Ern Malley Not The Only Famous Writer To Work As Mechanic

After finishing the course, I worked for two years as a mechanic at a car repair shop. By that time I had already started to frequent, in its evening opening hours, a public library in Lisbon. And it was there, with no help or guidance except curiosity and the will to learn, that my taste for reading developed and was refined.

1.3.06

... for long cooling

cold longing

Today, in the weirdly formalised and displaced seasonal calendar we use, is the first day of Autumn. In fact there has been a slight chill in the morning air for about a week now, a coolness that seems to have its own scent, as well as bearing the other scents - frangi pani, or the sweet rottenness of berries fallen off the palms, or the lemony small of gum leaves if it's rained in the night.

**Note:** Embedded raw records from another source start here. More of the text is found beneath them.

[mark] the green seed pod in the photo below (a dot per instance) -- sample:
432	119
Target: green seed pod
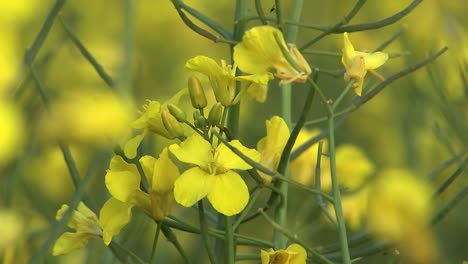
177	112
197	95
216	112
171	124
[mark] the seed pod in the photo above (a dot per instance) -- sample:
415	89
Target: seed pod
216	112
171	124
197	95
177	112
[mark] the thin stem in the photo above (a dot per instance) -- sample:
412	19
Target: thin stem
336	191
230	243
204	232
155	242
125	81
318	186
252	200
43	33
171	237
87	55
260	13
359	4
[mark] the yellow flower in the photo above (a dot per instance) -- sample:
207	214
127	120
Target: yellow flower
213	176
303	167
357	64
87	116
271	147
223	78
259	52
11	228
161	174
86	224
353	168
12	127
399	211
151	121
123	183
294	254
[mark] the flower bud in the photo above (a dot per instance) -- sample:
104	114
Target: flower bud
216	112
199	120
197	95
171	124
177	112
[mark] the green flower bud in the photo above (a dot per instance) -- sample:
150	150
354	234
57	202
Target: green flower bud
199	120
197	95
177	112
216	112
171	124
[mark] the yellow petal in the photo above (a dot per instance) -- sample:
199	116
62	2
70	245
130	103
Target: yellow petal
259	51
258	92
265	257
229	195
165	173
114	215
300	257
195	150
122	180
131	147
229	160
192	186
147	163
348	51
373	60
69	242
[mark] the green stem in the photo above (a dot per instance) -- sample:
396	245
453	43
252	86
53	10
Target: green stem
204	232
230	243
155	242
320	258
286	100
336	191
125	81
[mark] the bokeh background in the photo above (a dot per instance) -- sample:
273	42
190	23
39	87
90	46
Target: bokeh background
416	123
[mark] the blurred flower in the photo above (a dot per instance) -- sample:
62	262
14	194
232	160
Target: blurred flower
12	127
151	121
294	254
11	228
94	117
303	167
399	210
272	145
358	63
214	175
353	168
86	224
223	78
259	52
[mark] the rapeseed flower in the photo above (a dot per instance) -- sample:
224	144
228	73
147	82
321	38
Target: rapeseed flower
86	224
123	182
357	64
294	254
151	121
223	78
272	145
263	48
213	175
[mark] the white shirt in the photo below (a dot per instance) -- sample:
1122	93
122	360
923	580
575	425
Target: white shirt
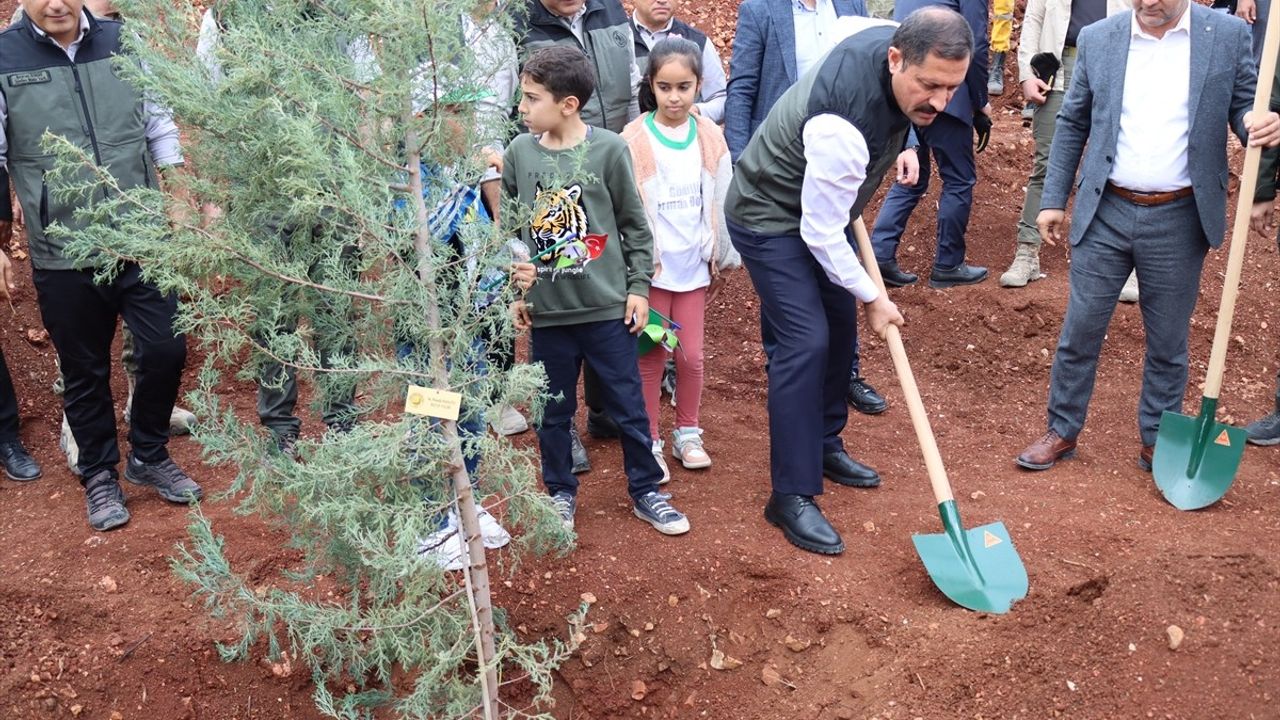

But this chill doesn't last, even on cloudy or windy days, usually by mid-morning, which is what it is now, the humid heat will be gathering. This January was the hottest on record in Sydney. It was also quite wet, like Januaries used to be in the 1980s. The figures aren't in yet for February, but this has been a hot and humid month too. I can't tell if it's getting hotter or if my tolerance of heat is decreasing but the result is the same: I long for cooler weather, even cold weather. It may be so all over the globe. A recent Granta included short contributions in the back from, I think, nine writers in different parts of the world. Margaret Atwood wrote about the melting Arctic, Tom Keneally about blazing Australia, there were contributions from Central America, India, Sri Lanka (an American caught in the tsunami), Holland, Spain ... all of them felt the world was getting hotter, the seasons changing, but by the same token few of them were prepared to abandon doubt as a kind of hedge against heat inflation. Because the truth is, even as we know, we don't know. Especially, we don't know how bad it's going to get. Today's paper says the Intergovernmental Panel on Climate Change's next report to the UN will stress that no reliable upper limit can be put upon how quickly the world will warm; the same article suggests that the rise in temperature may be as much as 11 (!) degrees, not the 1.5-4.5 degrees previously predicted. I do not expect to be alone in my cold longing.